Les premières personnes interpellées à l’occasion du G7 l’ont été dès mercredi 21 au soir à l’occasion d’un contrôle routier. Il s’agit de trois Allemands de 18 à 23 ans, contrôlés sur leur trajet entre Bordeaux et l’Espagne. Placés en garde-à-vue dans la foulée au Centre de Rétention Administrative de Hendaye aménagé pour l’occasion, ils ont été déferrés ce vendredi à 18 heures devant le tribunal de Bayonne. Il leur a été reproché d’avoir été trouvés en possession de « marteaux brise-vitres, de cagoules, de bombes lacrymogènes et de gants de boxe » (version policière reprise par la presse), mais la justice d’exception mise en place pour réprimer la contestation du G7 de Biarritz n’a pas retenu le chef d’accusation de port d’arme.
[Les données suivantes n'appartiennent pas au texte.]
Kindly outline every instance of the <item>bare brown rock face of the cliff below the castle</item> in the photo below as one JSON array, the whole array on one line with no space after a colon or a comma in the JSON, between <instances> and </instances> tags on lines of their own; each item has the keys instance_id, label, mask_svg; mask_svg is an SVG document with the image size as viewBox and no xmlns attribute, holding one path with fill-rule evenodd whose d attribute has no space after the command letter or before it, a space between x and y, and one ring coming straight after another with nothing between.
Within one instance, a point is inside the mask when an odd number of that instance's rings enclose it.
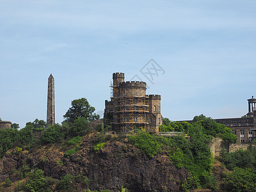
<instances>
[{"instance_id":1,"label":"bare brown rock face of the cliff below the castle","mask_svg":"<svg viewBox=\"0 0 256 192\"><path fill-rule=\"evenodd\" d=\"M43 147L29 154L6 153L0 160L0 180L12 178L11 169L19 169L22 163L38 167L54 179L83 174L90 179L90 189L98 191L118 191L122 186L129 191L180 191L189 176L187 170L176 168L165 154L147 157L127 139L108 141L95 151L92 138L93 135L84 137L81 149L70 157L61 152L60 146Z\"/></svg>"}]
</instances>

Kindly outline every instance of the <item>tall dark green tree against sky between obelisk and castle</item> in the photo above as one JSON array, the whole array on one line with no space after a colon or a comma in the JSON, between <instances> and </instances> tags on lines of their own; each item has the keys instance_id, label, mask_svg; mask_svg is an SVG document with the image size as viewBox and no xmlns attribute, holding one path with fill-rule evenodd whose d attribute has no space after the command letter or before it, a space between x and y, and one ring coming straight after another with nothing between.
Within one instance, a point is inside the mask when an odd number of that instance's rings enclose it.
<instances>
[{"instance_id":1,"label":"tall dark green tree against sky between obelisk and castle","mask_svg":"<svg viewBox=\"0 0 256 192\"><path fill-rule=\"evenodd\" d=\"M85 98L72 100L72 107L68 109L67 113L63 115L65 121L68 123L74 123L78 117L84 117L88 122L99 119L99 115L93 113L95 108L90 106L89 102Z\"/></svg>"}]
</instances>

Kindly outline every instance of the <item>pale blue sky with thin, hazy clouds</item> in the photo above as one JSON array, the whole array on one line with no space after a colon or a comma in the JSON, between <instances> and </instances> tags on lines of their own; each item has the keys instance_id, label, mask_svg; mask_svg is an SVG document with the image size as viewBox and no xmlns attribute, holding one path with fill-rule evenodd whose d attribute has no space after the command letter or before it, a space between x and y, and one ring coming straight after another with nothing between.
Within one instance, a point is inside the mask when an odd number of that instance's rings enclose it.
<instances>
[{"instance_id":1,"label":"pale blue sky with thin, hazy clouds","mask_svg":"<svg viewBox=\"0 0 256 192\"><path fill-rule=\"evenodd\" d=\"M145 81L170 120L241 117L256 97L256 1L0 0L0 118L56 122L74 99L102 116L112 74Z\"/></svg>"}]
</instances>

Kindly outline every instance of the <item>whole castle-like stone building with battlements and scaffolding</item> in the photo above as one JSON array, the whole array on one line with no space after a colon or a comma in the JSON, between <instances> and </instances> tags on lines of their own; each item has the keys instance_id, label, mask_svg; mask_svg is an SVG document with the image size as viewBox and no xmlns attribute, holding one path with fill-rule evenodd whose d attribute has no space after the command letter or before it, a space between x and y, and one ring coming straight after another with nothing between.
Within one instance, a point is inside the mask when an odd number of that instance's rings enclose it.
<instances>
[{"instance_id":1,"label":"whole castle-like stone building with battlements and scaffolding","mask_svg":"<svg viewBox=\"0 0 256 192\"><path fill-rule=\"evenodd\" d=\"M158 132L163 124L161 95L146 95L147 84L124 81L124 73L113 74L111 100L105 100L104 119L118 132Z\"/></svg>"}]
</instances>

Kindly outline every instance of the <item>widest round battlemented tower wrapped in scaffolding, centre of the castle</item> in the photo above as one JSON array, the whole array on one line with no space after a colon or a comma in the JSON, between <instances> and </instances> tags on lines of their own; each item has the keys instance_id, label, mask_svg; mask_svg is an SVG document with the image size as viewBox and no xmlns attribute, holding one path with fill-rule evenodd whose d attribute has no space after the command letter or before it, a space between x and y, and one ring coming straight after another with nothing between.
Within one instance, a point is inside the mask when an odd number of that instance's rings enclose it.
<instances>
[{"instance_id":1,"label":"widest round battlemented tower wrapped in scaffolding, centre of the castle","mask_svg":"<svg viewBox=\"0 0 256 192\"><path fill-rule=\"evenodd\" d=\"M114 123L116 131L134 132L149 128L149 106L146 96L147 84L140 81L122 82L115 97Z\"/></svg>"}]
</instances>

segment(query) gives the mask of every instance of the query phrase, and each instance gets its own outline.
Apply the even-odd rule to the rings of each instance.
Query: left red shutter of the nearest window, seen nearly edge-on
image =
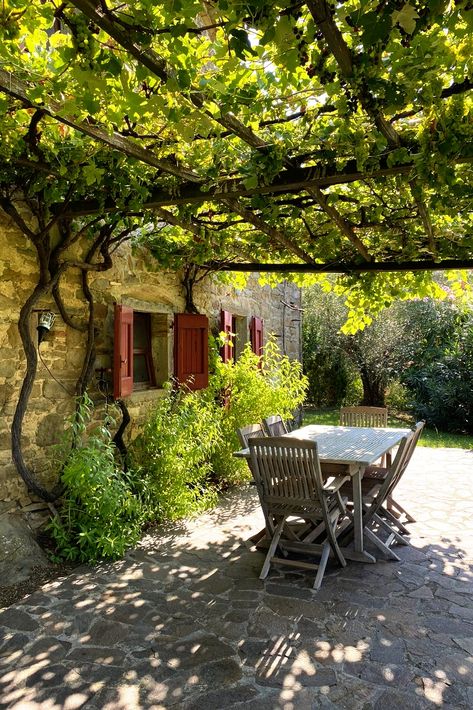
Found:
[[[133,392],[133,309],[115,304],[113,350],[113,397]]]

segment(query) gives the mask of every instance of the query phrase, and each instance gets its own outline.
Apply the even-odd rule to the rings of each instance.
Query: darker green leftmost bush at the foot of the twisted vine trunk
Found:
[[[121,557],[139,539],[143,521],[130,476],[116,462],[108,422],[87,431],[92,412],[84,395],[68,430],[73,448],[62,466],[62,506],[49,525],[57,557],[68,560]]]

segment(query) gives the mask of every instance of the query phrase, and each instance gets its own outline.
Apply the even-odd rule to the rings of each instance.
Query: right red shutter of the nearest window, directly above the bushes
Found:
[[[174,375],[191,390],[209,383],[209,321],[195,313],[176,313]]]

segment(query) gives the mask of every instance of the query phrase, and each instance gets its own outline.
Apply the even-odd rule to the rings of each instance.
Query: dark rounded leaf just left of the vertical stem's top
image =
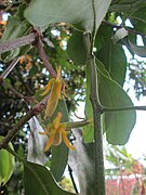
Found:
[[[74,31],[67,44],[67,52],[70,58],[78,65],[85,64],[87,53],[81,31]]]

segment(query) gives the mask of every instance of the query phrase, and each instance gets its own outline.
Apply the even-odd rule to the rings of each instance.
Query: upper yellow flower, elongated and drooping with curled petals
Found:
[[[58,104],[58,100],[61,99],[62,84],[63,84],[63,94],[65,95],[65,84],[61,80],[61,67],[59,67],[57,69],[56,78],[52,78],[48,82],[45,91],[41,94],[41,95],[45,95],[51,91],[50,98],[48,100],[45,118],[50,118],[53,115],[53,113]]]

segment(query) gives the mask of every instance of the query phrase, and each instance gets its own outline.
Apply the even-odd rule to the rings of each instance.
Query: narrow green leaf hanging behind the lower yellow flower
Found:
[[[68,121],[68,110],[66,103],[61,100],[55,113],[62,113],[62,121]],[[68,147],[64,143],[58,146],[52,146],[51,172],[55,180],[59,180],[63,176],[68,160]]]

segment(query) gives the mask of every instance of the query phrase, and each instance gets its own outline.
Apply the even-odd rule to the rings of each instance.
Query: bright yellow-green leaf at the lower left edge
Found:
[[[0,141],[3,136],[0,136]],[[12,143],[9,146],[13,148]],[[15,166],[15,158],[8,151],[0,151],[0,185],[4,185],[11,178]]]

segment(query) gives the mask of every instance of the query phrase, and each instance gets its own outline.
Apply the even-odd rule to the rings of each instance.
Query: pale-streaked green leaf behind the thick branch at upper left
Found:
[[[28,22],[26,21],[21,21],[19,17],[17,16],[10,16],[5,26],[5,30],[2,35],[2,38],[0,39],[0,42],[5,42],[8,40],[13,40],[15,38],[22,37],[24,35],[26,35],[30,29],[30,25],[28,24]],[[28,50],[30,49],[29,46],[27,47],[22,47],[11,50],[9,52],[5,52],[3,54],[1,54],[1,58],[4,62],[10,62],[13,58],[15,58],[19,52],[21,55],[25,54]]]

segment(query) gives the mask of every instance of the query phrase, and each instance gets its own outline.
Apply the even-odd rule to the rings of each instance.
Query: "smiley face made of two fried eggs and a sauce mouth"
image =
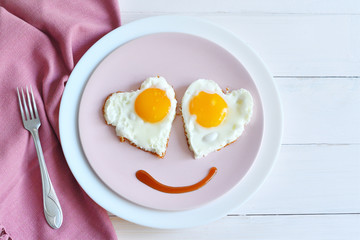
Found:
[[[175,118],[176,99],[173,88],[163,77],[148,78],[134,92],[117,92],[105,101],[103,113],[108,125],[116,127],[121,141],[128,140],[139,149],[163,158]],[[234,142],[252,114],[250,93],[241,89],[224,94],[211,80],[192,83],[182,100],[185,133],[195,158],[207,155]],[[164,193],[186,193],[207,184],[217,173],[211,167],[199,182],[188,186],[168,186],[155,180],[145,170],[136,178]]]

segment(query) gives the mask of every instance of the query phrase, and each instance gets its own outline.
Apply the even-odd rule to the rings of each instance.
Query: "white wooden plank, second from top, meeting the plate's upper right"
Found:
[[[161,14],[125,12],[122,21]],[[264,59],[274,76],[360,76],[359,15],[188,15],[235,33]]]

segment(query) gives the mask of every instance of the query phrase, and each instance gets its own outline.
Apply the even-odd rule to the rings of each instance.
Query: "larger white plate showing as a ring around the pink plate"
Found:
[[[231,52],[255,81],[263,103],[264,135],[258,156],[241,182],[219,199],[192,210],[160,211],[129,202],[108,188],[91,169],[78,134],[81,94],[96,66],[113,50],[135,38],[158,32],[188,33],[206,38]],[[186,228],[225,216],[252,195],[269,174],[279,150],[282,113],[273,79],[260,58],[232,33],[203,20],[161,16],[138,20],[113,30],[96,42],[71,73],[60,105],[60,137],[67,163],[85,192],[109,212],[154,228]]]

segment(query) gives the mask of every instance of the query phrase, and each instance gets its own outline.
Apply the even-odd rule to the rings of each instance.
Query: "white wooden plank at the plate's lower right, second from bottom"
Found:
[[[360,145],[284,145],[267,181],[233,214],[360,213]]]

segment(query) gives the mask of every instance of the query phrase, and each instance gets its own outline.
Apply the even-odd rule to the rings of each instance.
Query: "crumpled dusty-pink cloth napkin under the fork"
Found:
[[[116,239],[104,209],[71,174],[59,142],[59,105],[74,65],[120,26],[117,0],[0,1],[0,239]],[[43,214],[34,142],[24,129],[16,87],[32,85],[40,139],[64,222]]]

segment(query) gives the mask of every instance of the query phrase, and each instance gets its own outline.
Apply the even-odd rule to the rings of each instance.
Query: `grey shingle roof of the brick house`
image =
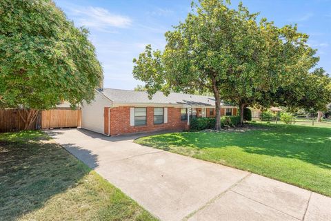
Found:
[[[214,106],[215,99],[211,96],[188,95],[182,93],[170,93],[165,96],[161,92],[153,95],[148,99],[148,93],[144,91],[121,90],[112,88],[103,88],[100,90],[103,95],[108,97],[112,102],[118,104],[183,104],[192,106]],[[223,104],[221,105],[230,105]]]

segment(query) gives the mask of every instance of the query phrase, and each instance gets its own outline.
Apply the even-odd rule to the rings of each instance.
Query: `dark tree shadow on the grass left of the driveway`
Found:
[[[0,220],[41,208],[89,172],[58,144],[0,140]]]

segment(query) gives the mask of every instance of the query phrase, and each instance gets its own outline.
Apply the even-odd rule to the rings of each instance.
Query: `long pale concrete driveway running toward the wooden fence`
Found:
[[[260,175],[106,137],[46,131],[161,220],[331,220],[331,198]]]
Pour autant et en dépit de toute évidence, cette justice aux ordres a estimé pertinent de condamner les trois personnes à 2 ou 3 mois de prison ferme pour « participation à un groupement formé en vue de commettre des violences » et placé sous mandat de dépôt. La peine a été assortie d’une Interdiction du Territoire Français (ITF) pendant cinq ans. Cette condamnation lourde réprime un délit d’intention qu’aucun élément probant ne permet d’attester. Ils ont été défendus par des avocat.e.s commis.e.s d’office et non par les avocat.e.s rattaché.e.s au collectif anti-répression (Legal `Team).

Par ailleurs, le recours aux interdictions de territoire pour les étranger.e.s semble clairement être devenu un outil pour empêcher les personnes de participer à de grands rendez-vous de contestation politique.

Une autre personne interpellée sera jugée au mois d’octobre. En attendant, la Justice lui a interdit de se maintenir sur le département, avec prise d’effet immédiate, toujours dans la même logique visant à entraver la liberté de circulation et de manifestation des personnes, en leur prêtant de mauvaises intentions sans aucun fondement.